In four years, President Trump made
30,573 false or misleading claims.Number One:
Quote:“We also built the greatest economy in the history of the world… Powered
by these policies, we built the greatest economy in the history of the world.”
Fact Check:
This is Trump’s favourite false claim, so there should
be no surprise
he said it twice in his farewell address.
By just about any key measure in the modern era,
Eisenhower, Johnson and Clinton presided over
stronger economic growth than Trump. The gross
domestic product grew at an annual rate of
2.3% in
2019, slipping from 2.9% in 2018 and 2.4% in 2017.
But in 1997, 1998 and 1999, GDP
grew 4.5%, 4.5%
and 4.7%, respectively. Yet even that period paled
in comparison with the postwar boom in the 1950s
or the 1960s. Growth between 1962 and 1966 ranged
from 4.4% to 6.6%. In 1950 and 1951, it was 8.7%
and 8%, respectively.
Meanwhile, the unemployment rate reached a low of
3.5% under Trump, but it dipped as low as
2.5% in 1953.
After the Coronavirus tanked the economy, Trump
jacked up his claim even more, falsely saying it had
been the greatest economy in the history of the world.
This marks the
493rd time that Trump used a variation
of this line, meaning he said it on average every other day.

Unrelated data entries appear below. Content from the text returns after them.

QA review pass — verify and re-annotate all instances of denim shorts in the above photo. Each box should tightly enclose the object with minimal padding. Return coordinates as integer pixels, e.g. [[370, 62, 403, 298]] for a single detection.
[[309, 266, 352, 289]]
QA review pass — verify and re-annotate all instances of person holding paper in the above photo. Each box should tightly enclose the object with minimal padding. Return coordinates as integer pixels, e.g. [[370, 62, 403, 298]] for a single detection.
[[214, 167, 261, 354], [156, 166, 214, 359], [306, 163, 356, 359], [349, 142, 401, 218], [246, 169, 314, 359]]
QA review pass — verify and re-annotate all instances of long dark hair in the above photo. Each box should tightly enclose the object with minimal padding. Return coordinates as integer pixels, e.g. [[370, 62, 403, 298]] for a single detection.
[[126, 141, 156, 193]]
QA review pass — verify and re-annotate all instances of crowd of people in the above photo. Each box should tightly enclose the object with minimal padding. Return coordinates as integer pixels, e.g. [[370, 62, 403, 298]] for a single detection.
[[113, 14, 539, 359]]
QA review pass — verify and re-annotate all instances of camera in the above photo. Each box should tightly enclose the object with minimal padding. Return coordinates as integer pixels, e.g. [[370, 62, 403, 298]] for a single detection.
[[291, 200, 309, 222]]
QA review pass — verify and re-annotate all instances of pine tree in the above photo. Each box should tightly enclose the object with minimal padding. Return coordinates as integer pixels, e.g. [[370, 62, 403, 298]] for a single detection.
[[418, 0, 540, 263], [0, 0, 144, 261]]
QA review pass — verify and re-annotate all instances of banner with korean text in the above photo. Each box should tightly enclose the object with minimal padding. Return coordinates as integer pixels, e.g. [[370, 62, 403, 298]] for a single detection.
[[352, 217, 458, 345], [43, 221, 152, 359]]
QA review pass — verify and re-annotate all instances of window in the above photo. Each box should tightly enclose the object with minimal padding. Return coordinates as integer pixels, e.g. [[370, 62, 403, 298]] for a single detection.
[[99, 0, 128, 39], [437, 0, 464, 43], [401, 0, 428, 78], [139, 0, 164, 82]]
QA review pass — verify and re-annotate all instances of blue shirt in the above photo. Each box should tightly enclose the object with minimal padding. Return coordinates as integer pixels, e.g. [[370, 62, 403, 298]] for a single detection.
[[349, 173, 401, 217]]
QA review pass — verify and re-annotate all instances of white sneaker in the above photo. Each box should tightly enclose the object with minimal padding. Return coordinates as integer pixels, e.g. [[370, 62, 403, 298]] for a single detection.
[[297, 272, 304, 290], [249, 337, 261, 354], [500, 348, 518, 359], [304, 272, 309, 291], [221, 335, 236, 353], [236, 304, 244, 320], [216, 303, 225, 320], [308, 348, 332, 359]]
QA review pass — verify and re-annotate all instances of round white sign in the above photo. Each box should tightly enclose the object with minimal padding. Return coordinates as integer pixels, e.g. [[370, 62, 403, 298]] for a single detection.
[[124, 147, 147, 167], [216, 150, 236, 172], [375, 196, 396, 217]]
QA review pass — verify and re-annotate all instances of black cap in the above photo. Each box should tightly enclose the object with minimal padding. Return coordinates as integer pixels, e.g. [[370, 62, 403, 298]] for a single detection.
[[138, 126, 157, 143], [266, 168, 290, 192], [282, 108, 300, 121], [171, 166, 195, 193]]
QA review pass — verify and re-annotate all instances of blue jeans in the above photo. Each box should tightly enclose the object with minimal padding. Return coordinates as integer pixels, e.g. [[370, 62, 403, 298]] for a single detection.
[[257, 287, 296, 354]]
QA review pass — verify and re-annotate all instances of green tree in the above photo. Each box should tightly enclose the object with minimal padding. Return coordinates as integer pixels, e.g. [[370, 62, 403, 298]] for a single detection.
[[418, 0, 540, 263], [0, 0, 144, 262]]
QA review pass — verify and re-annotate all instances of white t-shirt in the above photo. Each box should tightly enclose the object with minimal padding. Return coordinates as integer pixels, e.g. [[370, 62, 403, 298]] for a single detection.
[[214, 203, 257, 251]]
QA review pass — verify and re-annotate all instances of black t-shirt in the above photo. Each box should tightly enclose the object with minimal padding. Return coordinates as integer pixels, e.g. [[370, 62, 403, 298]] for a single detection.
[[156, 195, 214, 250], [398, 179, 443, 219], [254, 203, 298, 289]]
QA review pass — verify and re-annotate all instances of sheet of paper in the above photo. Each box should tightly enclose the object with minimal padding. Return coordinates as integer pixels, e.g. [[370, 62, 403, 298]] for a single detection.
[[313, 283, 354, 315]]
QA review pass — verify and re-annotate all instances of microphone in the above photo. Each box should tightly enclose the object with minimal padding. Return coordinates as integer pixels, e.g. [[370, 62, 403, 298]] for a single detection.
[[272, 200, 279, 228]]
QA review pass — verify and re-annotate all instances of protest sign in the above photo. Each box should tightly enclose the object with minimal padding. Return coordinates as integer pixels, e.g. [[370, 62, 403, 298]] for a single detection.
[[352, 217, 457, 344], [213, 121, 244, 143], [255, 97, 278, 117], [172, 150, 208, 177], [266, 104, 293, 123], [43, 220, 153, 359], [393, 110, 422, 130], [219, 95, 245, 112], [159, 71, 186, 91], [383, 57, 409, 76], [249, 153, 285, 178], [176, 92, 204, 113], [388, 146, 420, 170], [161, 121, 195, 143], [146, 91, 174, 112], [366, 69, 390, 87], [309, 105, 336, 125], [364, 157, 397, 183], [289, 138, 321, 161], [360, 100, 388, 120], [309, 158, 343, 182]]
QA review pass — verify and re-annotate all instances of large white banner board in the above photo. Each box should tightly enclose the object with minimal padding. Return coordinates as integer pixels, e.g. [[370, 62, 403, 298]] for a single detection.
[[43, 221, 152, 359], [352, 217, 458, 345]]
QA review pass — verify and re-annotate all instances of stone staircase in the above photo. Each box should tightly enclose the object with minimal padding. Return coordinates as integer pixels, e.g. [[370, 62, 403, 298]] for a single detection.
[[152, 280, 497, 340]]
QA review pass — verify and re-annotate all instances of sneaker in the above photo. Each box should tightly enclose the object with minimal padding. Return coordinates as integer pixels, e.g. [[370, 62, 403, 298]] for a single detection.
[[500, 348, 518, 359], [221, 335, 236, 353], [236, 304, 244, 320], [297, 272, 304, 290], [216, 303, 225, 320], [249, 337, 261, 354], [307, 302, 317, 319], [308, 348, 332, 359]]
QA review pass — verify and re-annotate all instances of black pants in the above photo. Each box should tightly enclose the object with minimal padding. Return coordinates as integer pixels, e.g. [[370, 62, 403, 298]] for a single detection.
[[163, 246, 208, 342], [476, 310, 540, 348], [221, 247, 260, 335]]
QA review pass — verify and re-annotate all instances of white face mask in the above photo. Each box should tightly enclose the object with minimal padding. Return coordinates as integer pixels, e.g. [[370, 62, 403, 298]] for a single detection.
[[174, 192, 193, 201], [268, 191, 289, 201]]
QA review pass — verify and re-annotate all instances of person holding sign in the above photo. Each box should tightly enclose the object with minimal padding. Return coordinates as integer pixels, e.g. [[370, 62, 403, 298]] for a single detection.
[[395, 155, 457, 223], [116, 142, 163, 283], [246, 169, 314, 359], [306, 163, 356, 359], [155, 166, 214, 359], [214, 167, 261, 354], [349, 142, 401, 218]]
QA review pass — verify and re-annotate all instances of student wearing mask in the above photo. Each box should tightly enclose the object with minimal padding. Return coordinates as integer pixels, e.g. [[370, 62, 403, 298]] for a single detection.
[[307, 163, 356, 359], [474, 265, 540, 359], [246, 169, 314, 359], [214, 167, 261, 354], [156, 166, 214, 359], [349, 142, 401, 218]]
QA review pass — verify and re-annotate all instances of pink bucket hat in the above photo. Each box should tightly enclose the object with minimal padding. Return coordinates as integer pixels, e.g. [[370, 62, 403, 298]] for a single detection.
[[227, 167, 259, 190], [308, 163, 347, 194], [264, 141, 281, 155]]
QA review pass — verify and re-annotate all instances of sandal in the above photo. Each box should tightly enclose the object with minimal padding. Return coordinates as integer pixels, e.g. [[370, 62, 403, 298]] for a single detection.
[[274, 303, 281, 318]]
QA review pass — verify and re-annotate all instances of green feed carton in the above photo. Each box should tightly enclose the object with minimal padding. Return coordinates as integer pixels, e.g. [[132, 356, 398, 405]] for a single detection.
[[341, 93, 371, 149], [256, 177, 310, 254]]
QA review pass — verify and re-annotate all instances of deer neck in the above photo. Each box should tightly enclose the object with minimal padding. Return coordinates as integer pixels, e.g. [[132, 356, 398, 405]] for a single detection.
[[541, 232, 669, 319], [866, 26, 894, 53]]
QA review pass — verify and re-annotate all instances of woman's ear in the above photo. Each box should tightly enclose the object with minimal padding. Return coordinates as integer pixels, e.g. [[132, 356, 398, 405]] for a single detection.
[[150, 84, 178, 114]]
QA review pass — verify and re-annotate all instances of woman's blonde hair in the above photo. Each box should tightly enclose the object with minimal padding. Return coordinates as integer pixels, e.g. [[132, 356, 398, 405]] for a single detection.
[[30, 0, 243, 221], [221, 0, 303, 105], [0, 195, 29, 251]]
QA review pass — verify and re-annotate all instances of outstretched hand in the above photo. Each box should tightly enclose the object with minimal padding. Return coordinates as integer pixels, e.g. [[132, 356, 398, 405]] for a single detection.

—Why is it that the American public let Trump get
away with these sorts of blatant lies? And the thirty
thousand other lies? Why is there such political apathy in
America?
Even more incomprehensibly is the question of how
a rogue real estate salesman, draft dodger, and
games show host was ever elected in the first place.
And how could it be that the people's favourite 2016
candidate Hillary Clinton (65,853,514) lost to Trump
(62,984,828)? And yes, I know it's because of the
non-democratic, antiquated Electoral College.